Pre-call routing uses predicted suitability, which is inherently uncertain. Threshold tuning and cost-aware optimization become critical. Methods like OptLLM, RouteLLM, and Hybrid LLM all invest in training or bootstrapping better predictors.
Post-hoc cascading uses observed answer confidence, which is more direct but comes after the cost of the first model is already incurred. Works best when the cheap model succeeds often; escalation is the exception.

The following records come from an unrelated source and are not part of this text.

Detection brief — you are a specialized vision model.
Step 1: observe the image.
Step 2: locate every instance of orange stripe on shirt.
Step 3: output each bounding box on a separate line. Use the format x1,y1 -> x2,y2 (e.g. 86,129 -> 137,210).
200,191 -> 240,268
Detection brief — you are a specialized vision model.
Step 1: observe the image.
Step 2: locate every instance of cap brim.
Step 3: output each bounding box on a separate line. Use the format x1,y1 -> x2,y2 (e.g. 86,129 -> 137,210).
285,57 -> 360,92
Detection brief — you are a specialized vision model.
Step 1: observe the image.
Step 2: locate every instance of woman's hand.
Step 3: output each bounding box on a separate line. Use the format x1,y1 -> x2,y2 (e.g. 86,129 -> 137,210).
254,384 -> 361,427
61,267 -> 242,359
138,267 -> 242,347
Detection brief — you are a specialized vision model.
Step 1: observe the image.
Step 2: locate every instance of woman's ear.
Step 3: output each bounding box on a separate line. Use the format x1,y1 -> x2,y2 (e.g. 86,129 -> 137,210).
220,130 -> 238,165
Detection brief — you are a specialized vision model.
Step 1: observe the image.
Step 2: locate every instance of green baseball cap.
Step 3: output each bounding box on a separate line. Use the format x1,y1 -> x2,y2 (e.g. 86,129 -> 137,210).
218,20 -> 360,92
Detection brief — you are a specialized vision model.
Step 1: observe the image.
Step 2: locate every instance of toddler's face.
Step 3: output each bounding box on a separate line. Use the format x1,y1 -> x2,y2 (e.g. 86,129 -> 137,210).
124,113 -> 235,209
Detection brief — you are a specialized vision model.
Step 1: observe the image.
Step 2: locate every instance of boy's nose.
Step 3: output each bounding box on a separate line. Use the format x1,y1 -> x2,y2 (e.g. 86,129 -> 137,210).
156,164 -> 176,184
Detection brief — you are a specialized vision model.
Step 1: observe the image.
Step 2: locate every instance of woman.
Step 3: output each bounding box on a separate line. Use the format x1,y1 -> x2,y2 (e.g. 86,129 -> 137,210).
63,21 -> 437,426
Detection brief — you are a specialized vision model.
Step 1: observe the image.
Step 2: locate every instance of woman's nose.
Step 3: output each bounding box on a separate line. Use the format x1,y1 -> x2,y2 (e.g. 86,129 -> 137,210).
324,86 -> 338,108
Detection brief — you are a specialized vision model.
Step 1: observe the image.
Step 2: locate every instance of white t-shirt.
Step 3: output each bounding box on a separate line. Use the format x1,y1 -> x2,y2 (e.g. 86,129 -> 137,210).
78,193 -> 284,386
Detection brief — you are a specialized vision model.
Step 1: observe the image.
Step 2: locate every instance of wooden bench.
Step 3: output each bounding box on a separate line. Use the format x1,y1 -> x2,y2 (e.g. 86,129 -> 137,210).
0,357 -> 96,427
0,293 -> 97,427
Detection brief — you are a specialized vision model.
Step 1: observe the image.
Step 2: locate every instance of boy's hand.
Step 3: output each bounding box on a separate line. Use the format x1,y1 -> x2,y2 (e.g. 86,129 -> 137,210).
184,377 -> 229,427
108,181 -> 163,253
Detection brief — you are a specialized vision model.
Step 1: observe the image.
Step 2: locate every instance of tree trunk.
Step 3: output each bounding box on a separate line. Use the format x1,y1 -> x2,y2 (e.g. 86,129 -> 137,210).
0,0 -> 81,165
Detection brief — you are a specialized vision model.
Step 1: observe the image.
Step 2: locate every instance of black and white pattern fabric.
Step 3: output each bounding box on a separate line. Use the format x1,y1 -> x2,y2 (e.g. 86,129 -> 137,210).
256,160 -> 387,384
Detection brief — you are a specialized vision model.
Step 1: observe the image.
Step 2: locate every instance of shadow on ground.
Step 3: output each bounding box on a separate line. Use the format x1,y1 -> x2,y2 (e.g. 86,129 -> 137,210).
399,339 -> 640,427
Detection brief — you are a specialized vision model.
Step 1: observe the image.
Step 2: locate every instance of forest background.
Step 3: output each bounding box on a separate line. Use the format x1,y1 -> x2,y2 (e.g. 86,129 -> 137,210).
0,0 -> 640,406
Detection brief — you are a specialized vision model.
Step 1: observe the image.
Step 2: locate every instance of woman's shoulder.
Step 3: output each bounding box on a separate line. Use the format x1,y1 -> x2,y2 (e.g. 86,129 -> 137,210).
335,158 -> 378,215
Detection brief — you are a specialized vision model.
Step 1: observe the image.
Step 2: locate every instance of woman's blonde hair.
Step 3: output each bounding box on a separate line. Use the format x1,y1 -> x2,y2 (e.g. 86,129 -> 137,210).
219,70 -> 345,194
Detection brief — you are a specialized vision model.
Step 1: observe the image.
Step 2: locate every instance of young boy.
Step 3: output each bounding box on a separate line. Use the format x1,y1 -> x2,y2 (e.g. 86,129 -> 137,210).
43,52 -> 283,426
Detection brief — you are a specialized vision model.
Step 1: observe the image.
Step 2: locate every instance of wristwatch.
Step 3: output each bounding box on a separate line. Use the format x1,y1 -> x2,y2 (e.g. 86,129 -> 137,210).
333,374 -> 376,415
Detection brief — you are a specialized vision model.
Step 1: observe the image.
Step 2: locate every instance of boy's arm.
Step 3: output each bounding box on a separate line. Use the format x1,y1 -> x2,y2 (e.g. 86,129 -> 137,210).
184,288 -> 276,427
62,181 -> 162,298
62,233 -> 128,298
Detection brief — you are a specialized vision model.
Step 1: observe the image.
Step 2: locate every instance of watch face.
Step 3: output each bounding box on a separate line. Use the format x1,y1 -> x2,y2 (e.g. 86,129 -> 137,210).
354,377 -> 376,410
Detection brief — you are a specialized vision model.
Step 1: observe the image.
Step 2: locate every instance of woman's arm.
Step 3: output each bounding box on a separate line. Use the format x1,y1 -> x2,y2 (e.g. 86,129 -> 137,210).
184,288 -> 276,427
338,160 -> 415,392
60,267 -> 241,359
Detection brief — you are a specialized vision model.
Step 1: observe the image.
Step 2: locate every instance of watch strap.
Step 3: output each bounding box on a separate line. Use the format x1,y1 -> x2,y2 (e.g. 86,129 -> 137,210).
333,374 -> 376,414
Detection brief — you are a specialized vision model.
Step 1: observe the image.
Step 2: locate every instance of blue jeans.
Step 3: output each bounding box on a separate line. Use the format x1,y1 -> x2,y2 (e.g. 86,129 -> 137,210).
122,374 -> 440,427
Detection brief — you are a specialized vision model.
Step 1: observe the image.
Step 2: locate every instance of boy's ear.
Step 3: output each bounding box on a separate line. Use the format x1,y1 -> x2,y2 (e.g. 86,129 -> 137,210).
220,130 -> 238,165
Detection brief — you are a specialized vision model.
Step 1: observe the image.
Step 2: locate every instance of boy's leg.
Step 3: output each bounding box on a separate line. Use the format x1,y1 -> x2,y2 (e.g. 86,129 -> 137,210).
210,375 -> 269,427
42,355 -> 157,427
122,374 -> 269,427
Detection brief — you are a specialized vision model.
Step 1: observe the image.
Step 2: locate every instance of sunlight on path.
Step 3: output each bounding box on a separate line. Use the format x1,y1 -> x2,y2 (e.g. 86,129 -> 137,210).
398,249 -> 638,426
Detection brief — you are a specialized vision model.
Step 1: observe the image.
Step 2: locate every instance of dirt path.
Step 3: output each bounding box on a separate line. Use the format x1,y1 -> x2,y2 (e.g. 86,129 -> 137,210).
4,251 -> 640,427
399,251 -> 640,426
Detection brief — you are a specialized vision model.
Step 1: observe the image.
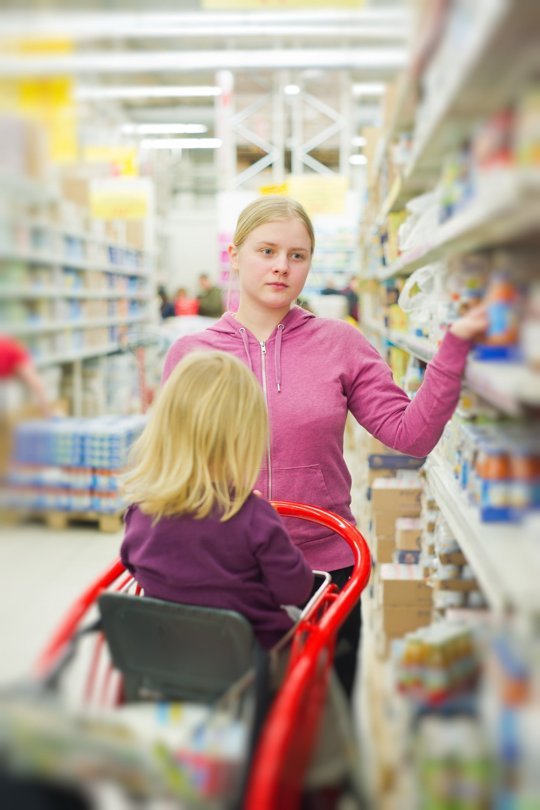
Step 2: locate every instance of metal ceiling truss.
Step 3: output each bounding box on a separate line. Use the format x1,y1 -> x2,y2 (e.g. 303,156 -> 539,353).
217,71 -> 353,189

Mid-generation routing (speculative cascading) combines both: run a fast model with speculative execution, defer mid-stream if confidence drops. Balances latency and cost.

Best practice: Layer ex-ante pruning (filter out clearly-wrong models before execution), post-hoc checking (catch failures from chosen model), and selective escalation (deferred execution only when necessary).